Asyl: Park and Love Hotel (2008) Director: Izuru Kumasaka

Asyl: Park and Love Hotel    Asyl Park and Love Hotel Film Poster

パーク アンド ラブホテル Pa-ku ando Rabu Hoteru

Release Date: April 26th, 2008

Duration: 111 mins.

Director: Izuru Kumasaka

Writer: Izuru Kumasaka (Script),

Starring: Lily, Chiharu, Sachi Jinno, Hikari Kajiwara, Kanji Tsuda, Ken Mitsuishi,

IMDB

The lives of four women meet at Asyl Park and Love Hotel, the titular establishment in the heart of Tokyo. Eschewing the erotic potential that the title suggests, this film leans more in favour of showing the loneliness on the characters, particularly the absence of men.
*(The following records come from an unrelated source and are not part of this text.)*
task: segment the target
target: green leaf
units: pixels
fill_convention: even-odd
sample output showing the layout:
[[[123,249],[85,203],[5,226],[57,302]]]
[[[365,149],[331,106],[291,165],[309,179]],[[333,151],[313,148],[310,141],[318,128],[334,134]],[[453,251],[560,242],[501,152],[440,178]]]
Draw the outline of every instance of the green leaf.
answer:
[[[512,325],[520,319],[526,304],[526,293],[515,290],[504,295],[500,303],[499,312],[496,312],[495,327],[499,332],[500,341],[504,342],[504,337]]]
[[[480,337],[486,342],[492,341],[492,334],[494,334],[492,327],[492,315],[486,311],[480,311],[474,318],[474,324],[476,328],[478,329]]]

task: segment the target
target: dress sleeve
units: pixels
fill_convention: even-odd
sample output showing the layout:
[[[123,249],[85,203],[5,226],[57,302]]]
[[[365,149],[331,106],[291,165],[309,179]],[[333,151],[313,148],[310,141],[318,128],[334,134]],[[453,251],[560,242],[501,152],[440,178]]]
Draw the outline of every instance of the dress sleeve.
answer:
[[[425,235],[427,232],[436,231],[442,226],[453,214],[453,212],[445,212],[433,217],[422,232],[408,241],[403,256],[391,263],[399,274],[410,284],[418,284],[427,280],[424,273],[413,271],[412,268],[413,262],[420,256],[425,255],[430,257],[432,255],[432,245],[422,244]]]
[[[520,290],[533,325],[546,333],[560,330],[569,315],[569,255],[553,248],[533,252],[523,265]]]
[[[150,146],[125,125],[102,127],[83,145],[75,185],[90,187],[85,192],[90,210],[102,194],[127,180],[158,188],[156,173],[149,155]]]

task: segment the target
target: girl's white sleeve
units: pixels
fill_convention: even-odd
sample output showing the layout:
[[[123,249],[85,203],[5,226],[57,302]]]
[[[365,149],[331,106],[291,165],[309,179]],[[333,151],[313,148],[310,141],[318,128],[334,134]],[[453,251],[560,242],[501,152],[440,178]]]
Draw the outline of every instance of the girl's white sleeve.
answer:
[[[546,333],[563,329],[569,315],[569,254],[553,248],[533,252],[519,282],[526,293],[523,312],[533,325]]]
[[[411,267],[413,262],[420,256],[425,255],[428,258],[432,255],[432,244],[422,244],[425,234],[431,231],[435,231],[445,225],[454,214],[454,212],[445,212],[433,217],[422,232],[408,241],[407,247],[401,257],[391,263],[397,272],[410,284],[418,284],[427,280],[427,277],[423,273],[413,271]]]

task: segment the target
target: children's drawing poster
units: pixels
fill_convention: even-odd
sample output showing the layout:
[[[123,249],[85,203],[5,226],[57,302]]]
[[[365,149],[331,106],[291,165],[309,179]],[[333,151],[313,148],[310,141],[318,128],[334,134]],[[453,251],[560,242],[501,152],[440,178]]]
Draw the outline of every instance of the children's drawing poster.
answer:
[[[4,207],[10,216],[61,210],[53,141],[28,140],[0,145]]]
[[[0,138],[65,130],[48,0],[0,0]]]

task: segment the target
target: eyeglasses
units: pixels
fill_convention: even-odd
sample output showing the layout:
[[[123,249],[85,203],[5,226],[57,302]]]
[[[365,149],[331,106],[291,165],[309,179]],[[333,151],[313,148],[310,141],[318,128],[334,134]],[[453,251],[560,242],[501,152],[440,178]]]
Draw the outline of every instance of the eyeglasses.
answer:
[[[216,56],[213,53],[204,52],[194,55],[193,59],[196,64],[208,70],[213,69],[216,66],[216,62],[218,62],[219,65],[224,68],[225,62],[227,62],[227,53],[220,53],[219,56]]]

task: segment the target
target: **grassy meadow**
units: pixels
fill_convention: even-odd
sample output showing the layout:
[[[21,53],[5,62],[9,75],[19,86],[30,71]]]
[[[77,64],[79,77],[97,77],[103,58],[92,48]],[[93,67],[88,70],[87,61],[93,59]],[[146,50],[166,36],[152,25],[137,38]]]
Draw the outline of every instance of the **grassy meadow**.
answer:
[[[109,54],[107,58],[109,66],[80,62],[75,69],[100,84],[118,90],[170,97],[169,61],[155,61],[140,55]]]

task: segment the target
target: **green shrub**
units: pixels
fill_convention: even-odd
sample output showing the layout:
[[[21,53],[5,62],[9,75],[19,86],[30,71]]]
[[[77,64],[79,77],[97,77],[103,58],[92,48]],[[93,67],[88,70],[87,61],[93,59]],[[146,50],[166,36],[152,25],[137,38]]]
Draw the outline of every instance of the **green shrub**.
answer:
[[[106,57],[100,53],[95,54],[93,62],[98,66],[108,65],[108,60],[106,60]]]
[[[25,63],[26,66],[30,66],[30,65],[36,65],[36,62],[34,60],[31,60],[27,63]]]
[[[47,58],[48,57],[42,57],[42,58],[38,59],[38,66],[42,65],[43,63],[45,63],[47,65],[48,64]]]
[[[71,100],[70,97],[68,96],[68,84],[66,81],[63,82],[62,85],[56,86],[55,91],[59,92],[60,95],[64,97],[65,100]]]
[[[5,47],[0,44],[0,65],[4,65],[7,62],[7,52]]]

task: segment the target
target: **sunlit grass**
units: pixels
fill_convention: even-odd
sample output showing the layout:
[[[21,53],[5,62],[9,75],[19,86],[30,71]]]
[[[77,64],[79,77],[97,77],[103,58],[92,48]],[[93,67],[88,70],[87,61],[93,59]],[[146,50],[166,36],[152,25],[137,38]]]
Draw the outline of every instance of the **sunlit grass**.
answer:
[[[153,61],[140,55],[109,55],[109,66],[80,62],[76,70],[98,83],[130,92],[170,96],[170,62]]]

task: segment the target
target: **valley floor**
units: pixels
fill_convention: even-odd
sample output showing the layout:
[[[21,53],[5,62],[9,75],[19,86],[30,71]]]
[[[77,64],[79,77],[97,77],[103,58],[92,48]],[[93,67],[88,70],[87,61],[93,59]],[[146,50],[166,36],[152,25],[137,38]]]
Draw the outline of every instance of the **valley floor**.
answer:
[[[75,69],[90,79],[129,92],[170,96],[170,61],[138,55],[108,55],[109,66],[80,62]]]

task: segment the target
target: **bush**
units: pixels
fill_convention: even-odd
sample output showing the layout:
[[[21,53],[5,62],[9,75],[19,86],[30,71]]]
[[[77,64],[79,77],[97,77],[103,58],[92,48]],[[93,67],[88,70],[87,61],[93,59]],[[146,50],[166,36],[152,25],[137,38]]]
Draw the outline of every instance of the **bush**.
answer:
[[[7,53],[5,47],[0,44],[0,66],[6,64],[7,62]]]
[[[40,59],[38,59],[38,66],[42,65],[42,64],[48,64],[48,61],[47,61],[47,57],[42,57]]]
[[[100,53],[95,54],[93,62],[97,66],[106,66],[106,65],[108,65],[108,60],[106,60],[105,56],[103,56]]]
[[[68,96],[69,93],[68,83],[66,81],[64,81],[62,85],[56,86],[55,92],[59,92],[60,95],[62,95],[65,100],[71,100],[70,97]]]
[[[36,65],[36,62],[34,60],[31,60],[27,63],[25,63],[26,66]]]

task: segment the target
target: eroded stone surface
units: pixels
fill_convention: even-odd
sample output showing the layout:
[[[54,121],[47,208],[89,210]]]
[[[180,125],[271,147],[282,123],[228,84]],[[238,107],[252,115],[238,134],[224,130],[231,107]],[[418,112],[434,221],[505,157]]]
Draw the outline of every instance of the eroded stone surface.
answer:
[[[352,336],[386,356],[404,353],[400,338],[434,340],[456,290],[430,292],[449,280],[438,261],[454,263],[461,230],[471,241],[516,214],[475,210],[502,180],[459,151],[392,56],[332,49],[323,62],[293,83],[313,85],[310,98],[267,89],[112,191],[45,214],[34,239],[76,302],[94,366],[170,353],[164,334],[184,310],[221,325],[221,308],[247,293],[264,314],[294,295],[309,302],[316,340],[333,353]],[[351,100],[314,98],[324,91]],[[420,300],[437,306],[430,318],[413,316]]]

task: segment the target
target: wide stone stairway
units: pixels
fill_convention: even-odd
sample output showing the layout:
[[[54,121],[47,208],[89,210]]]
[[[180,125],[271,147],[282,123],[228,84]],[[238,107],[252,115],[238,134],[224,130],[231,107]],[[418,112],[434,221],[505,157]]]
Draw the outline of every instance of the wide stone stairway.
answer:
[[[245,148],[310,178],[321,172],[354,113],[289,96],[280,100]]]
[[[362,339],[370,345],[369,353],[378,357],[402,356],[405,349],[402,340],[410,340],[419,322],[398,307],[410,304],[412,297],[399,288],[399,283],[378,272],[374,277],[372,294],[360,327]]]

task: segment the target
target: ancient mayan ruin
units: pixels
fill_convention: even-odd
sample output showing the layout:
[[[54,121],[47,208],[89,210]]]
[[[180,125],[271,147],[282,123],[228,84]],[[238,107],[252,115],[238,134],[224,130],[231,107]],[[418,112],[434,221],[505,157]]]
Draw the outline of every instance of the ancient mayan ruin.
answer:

High atop a faded love hotel in downtown Tokyo is a park that doubles as a community recreation ground. Amidst a forest of grey concrete buildings and a cacophony of cars and crowds, the leafy park offers respite with singing, music, the laughter of children and the hubbub of old folks talking. It is a place of respite from the loneliness and dehumanisation of urban sprawl.

The stories of each of the women who end up there start the same way: they all wander into the park in a hustle and bustle of energy that masks their pain. Each of their stories are slowly parsed out during their encounters with the landlady of the love hotel, Tsuyako Tamaki (singer-songwriter single-named Lily).

First comes 13-year-old runaway Mika (Hikari Kajiwara) with luggage, a Polaroid camera, an unruly attitude – symbolically shown by her dazzling silver hair – and father issues that see her refuse to enter his home and, instead, to stay at the hotel. Housewife Tsuki (Chiharu) follows. She is a woman with an obsession with power walking whose route often passes by the love hotel every morning. Her reason for her constant exercise is connected to her husband. Then comes salty-mouthed 17-year-old Marika (Sachi Jinno) who appears to be the only person using the hotel for its purpose as she visits with a different man every time but always carrying the same attaché case and hostile attitude. Her agitated behaviour is linked to her fertility. 

To the women who wander in, the park is a safe haven and Tsuyako becomes something of a maternal figure offering the sternness and support that gives them the push to seek harmony with the world. Meanwhile, as each woman’s story moves forward, their interactions with Tsuyako reveal more of the tight-lipped woman’s past and the reason for the park’s existence.

Asyl Park and Love Hotel Film Image

While the film adopts something of an episodic structure with each of the women, it is easy to forget the schematic design due to Tsuyako’s overarching story and the intersecting lives of the characters as they pass each other by on the street, in the lobby, and on the rooftop. This allows for some foreshadowing and some red-herrings that play with audience expectations. Wisely, a sensitive script avoids too much backstory and time is spent on slowly keying in to individual problems while never getting didactic or too literal with emotions and exposition.

Visual symbolism does a lot of heavy lifting, from the change in Mika’s hair as she grows up to many other striking images and sounds. Viewers intuit a lot from Tsuyako’s behaviour and surroundings as she maintains the fading hotel’s routines that were left behind by her absent husband. Her one departure from normality is the park she maintains on the building’s roof, a leafy community site. The presence of park-goers emphasises the absence of people in her private life.

While each of the characters slowly come into focus as women dealing with loneliness, their situations also offer indirect glances at the difficulties women may have living in a conservative culture. In one sequence, Tsuki responds to men on the street with a degree of defensiveness and worry. This is all founded on a strong sense of the film tapping into the human condition and our desire to be with others. Love hotels are more than just places for sexual assignations but also connection and there is an aching desire for connection emanating from the characters. In these ways, the film is quite an absorbing drama that respects our ability to connect with the women.